I painted the two small figures- tiny in 1/100th scale. One was called  “No Name Crewman Who Will Probably Die”, and the other was some fellow named “Master Chef”, who I suppose is the cook for the Halo organization. (Although I may be wrong on that name…. who knows. I never played Halo. After Quake II I gave up gaming.)

I wasn’t sure what color of green to use, as screenshots from the game showed various greens, and grays, and I even saw one that looked blue. I decided to use a somewhat scientific method for color selection- I looked on my paint shelf for the first green paint bottle I saw, which happened to be Tamiya XF-81 RAF Dark Green 2, subtitled “The Spitfire Strikes Back”. (I think….)

As always with Tamiya paints, it airbrushed on in lovely fashion. I then began a process of oil streaks, airbrush fading and shading, and applications of Nuln Oil.

I’ve found, in my experience building over 250 aircraft models in the last 10 years, that there is an easy way to know when you have enough weathering.

I got bored applying it.

So moving on to the gloss coat of Future, I made everything nice and shiny.

The kit does not come with waterslide decals, so I’m wondering if Revell partnered with Bandai in the planning of the project. A quick trip to Ebay found some Halo decals, actually designed for figures in 1/6th and 1/18th scale, but I thought “those look about right”, and ordered them. I put a few of those on, and also a few decals from some jets.

I’ve found, in my experience building over 250 aircraft models in the last 10 years, that there is an easy way to know when you have enough decals.

I got bored applying them.

(Detecting a theme here? 🙂 )

The final step was to apply a matte coat, and everything was flattened down.

My conclusion on this kit is simple- go buy it.

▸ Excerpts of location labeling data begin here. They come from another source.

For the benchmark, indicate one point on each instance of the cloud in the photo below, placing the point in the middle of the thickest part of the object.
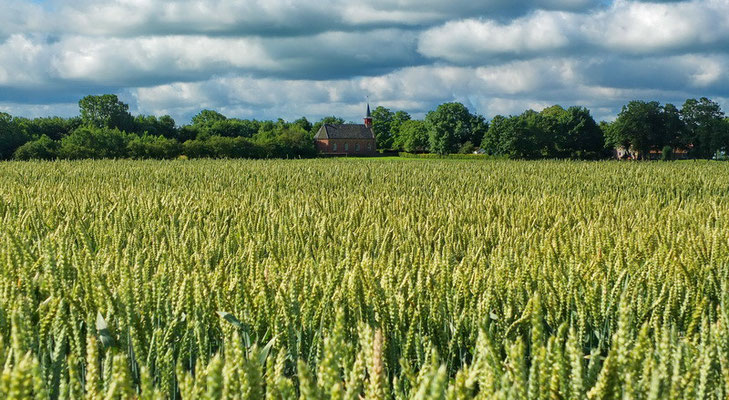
(278, 17)
(288, 58)
(624, 28)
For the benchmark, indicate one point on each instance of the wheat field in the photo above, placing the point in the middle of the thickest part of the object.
(364, 279)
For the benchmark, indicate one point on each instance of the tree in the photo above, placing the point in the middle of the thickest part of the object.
(412, 136)
(449, 126)
(11, 136)
(584, 138)
(151, 125)
(304, 124)
(640, 126)
(156, 147)
(398, 120)
(43, 148)
(382, 119)
(207, 117)
(90, 142)
(53, 127)
(514, 137)
(704, 126)
(675, 128)
(106, 111)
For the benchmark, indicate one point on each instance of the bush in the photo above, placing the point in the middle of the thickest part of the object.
(451, 156)
(154, 147)
(44, 148)
(90, 142)
(466, 148)
(11, 136)
(222, 147)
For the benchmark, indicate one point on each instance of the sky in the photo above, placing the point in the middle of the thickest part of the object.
(267, 59)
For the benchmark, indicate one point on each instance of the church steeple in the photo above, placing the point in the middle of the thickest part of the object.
(368, 118)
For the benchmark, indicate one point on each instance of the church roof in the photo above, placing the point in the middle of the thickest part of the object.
(346, 131)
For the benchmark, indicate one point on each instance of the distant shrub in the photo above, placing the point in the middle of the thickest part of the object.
(466, 148)
(44, 148)
(222, 147)
(450, 156)
(91, 142)
(157, 147)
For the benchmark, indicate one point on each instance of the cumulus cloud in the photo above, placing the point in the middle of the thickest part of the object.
(626, 28)
(271, 58)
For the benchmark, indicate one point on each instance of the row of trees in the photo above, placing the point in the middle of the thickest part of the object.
(106, 129)
(699, 129)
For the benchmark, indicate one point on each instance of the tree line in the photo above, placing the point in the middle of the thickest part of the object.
(106, 129)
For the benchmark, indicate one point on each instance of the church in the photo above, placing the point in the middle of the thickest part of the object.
(347, 139)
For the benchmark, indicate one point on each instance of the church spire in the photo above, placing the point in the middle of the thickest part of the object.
(368, 118)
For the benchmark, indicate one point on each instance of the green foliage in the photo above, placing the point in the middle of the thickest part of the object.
(451, 125)
(552, 133)
(41, 149)
(221, 147)
(412, 136)
(667, 153)
(54, 127)
(11, 136)
(106, 111)
(157, 147)
(359, 279)
(705, 126)
(151, 125)
(207, 118)
(644, 126)
(98, 143)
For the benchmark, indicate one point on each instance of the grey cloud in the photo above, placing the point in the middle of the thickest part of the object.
(631, 28)
(276, 17)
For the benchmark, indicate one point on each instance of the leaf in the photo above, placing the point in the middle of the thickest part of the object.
(263, 355)
(103, 329)
(230, 318)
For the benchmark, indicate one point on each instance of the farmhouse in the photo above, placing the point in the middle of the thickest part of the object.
(347, 139)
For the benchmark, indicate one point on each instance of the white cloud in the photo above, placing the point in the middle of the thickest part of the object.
(625, 28)
(21, 61)
(462, 41)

It is good fun. You can assemble it in 10 minutes with your 4 year old and let the playtime begin, or you can use it as a palette for crazy scratch building and detailing. Or anything in between. It really opened my eyes up to the fact that, despite the fact that I’m 50 years old, in not so great health, loads of debt, a fairly bad odor most of the time, and a grumpy demeanor (’cause those kids won’t get off my lawn!), there is still a lot of fun to be had with made up nonsense. Make believe. Especially when you can push the button on the nose and it lights up and makes jet sounds. And you zoom it around your Mancave® shouting “Take that you rivet counting sods!” as you laugh maniacally…

Sorry… too much coffee.

And the fact that no self respecting Idiot Preventing Modeling Sanity member would ever get near this thing made it all the more fun.

Revell…. more stuff like this. Please. And I’ll just pretend that 72nd scale Gripen never happened.

And now that this one is finished, there is that Warthog…..

2 comments

  1. You’ve got your preferred weathering and finishing m/o by the scruff clearly. The result shows a confidence and control and the end product is a beautiful example of a throughly convincing Vietnam-esque beaten up, sun drenched olive drab.

    The quality you’ve got going on there is inspiring I have to say.